A la cabeza de este emprendimiento se encuentra François Furet, quien comenzó su carrera de historiador social intentando reactualizar a Mornet y terminó proponiendo un enfoque filosófico de historia política. Furet estima sin vacilación que el Iluminismo está en el origen intelectual de la Revolución,3 pero no por eso vuelve a la antigua concepción de la historia de las ideas. Sus discípulos y él, como Marcel Gauchet y Keith Baker, consideraron la Revolución en último análisis como la realización política de las teorías filosóficas de Rousseau. Eso no quiere decir que sostengan que los revolucionarios hayan aplicado directamente los preceptos del Contrato Social, aunque para ellos predominó un discurso rousseauniano en todos los acontecimientos de la Revolución, desde 1789 hasta el Terror y el Directorio. La expresión más sorprendente de este punto de vista se encuentra en el libro de Keith Baker, Inventing the French Revolution, que es también el que más influencia ha tenido entre los historiadores de la filosofía de Cambridge. Según Baker, el pensamiento político en el Antiguo Régimen se reduce a tres “lenguas”: el discurso de la voluntad, que él asocia a Rousseau, el discurso de la razón expuesto por Turgot y el discurso de la justicia expresado de un modo muy impactante por Louis Adrien Le Paige, defensor de los parlamentos.

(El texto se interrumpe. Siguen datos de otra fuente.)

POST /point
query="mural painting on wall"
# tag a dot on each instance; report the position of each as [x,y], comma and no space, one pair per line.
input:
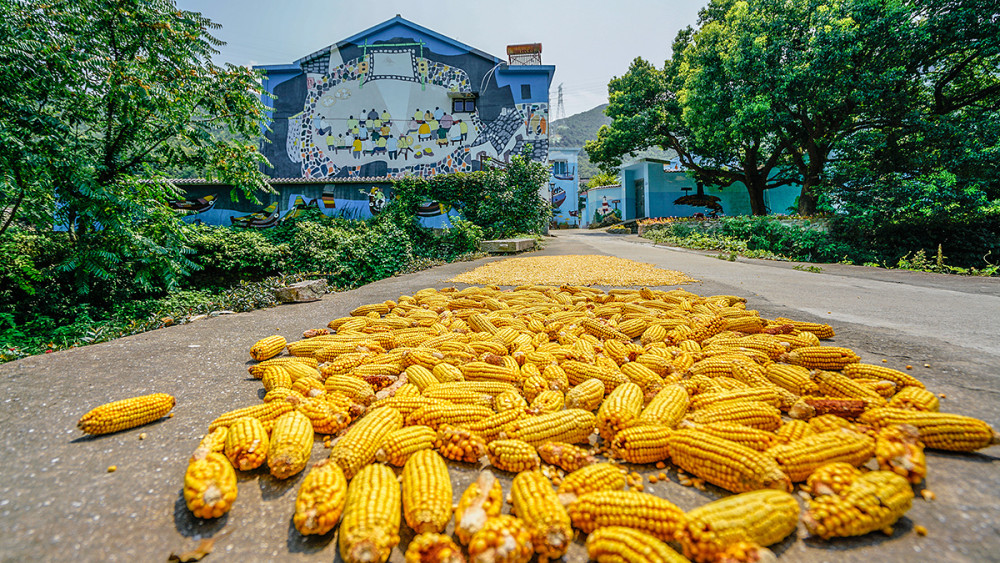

Para Baker los primeros meses de la Revolución fueron el lugar de una lucha épica por la supremacía entre esos tres discursos; el momento decisivo no fue ni el 14 de julio ni el 4 de agosto ni el 5 de octubre sino el 11 de septiembre, cuando la Asamblea Nacional votó a favor de un veto real suspensivo y no absoluto. Según Baker, la Asamblea hizo entonces suya la concepción rousseauniana de la soberanía popular; así se impuso el discurso de la voluntad y nada podría entonces impedir que la Revolución desembocara en el período del Terror.4
La posición de Marcel Gauchet es muy similar. Considera que se impuso una “categoría rousseauniana” sobre otros argumentos en los debates en torno a la Declaración de los Derechos del Hombre y del Ciudadano. Una vez instalada en el corazón del proceso revolucionario, dicha categoría determinó un “espacio intelectual” que se extendió de 1789 a 1795 y, desde el comienzo, hizo del Terror una etapa inevitable del proceso revolucionario.5 François Furet también sitúa el origen del Terror en las elecciones de 1789 en materia de discurso, optando por un concepto lingüístico del poder que expresa con metáforas espaciales. Su argumento es que los revolucionarios, al definirse de manera rousseauniana como portavoces de la voluntad del pueblo, establecieron un discurso de la soberanía en el “espacio vacío” dejado vacante por la monarquía absoluta. Habiendo suplantado al absolutismo, la “palabra” se volvió absoluta. Precisamente, hablar en nombre de la voluntad general implicaba ejercerla. Así, la representación del poder se convirtió en poder. La política devino un asunto de lengua y el “circuito semiótico” fue la regla absoluta. Aunque la noción de semiótica sea bastante oscura en Furet, se ve claramente cuáles son las implicancias de su argumento: desde los primeros meses de la Revolución el discurso dictó el curso de los acontecimientos, y la posición filosófica de los revolucionarios llevó directamente al Terror.6
Furet y sus discípulos dieron así nuevo impulso a los estudios sobre la Revolución en una época en que se encontraban en un impasse, luego de diez años de querellas entre marxistas y revisionistas. Su trabajo permitió una relectura inteligente de numerosos tratados y debates y tuvo el mérito de abordar el problema de la interacción entre las ideas y los acontecimientos. Pero desde el punto de vista del análisis del discurso, tiene ciertos puntos débiles. El principal es, para mí, su incapacidad para alcanzar el objetivo inicial de pasar de la historia de las ideas a la historia del sentido. Eso se debe, en parte, al hecho de que las investigaciones se basaron en un corpus muy reducido de documentos. Hasta hoy, los analistas del discurso se limitaron al estudio de algunos tratados y de las actas de los debates parlamentarios. Sin embargo, los revolucionarios consideraban su situación en función de todo tipo de fenómenos, la mayoría de los cuales ocurrían fuera de los recintos. Cuando declararon la abolición del sistema feudal la noche del 4 de agosto de 1789 tenían en mente las imágenes de los castillos incendiados y de las cabezas clavadas sobre picas. Aun cuando tomaban posición sobre cuestiones parlamentarias, no se referían simplemente a las teorías políticas; se orientaban de un modo muy pragmático en función del equilibrio de las facciones. No existe, por ejemplo, nada intrínsecamente radical o reaccionario en el proyecto de un gobierno parlamentario cuyos ministros serían elegidos por la Asamblea Nacional y responsables ante ella. Pero cuando Mirabeau defiende esta idea en noviembre de 1789 sostiene ante los diputados que forma parte del programa de la derecha; cuando Robespierre se opone, dice que es hostil a la izquierda: eso no impedirá que en 1793 él mismo se convierta en el defensor de un ejecutivo parlamentario poderoso.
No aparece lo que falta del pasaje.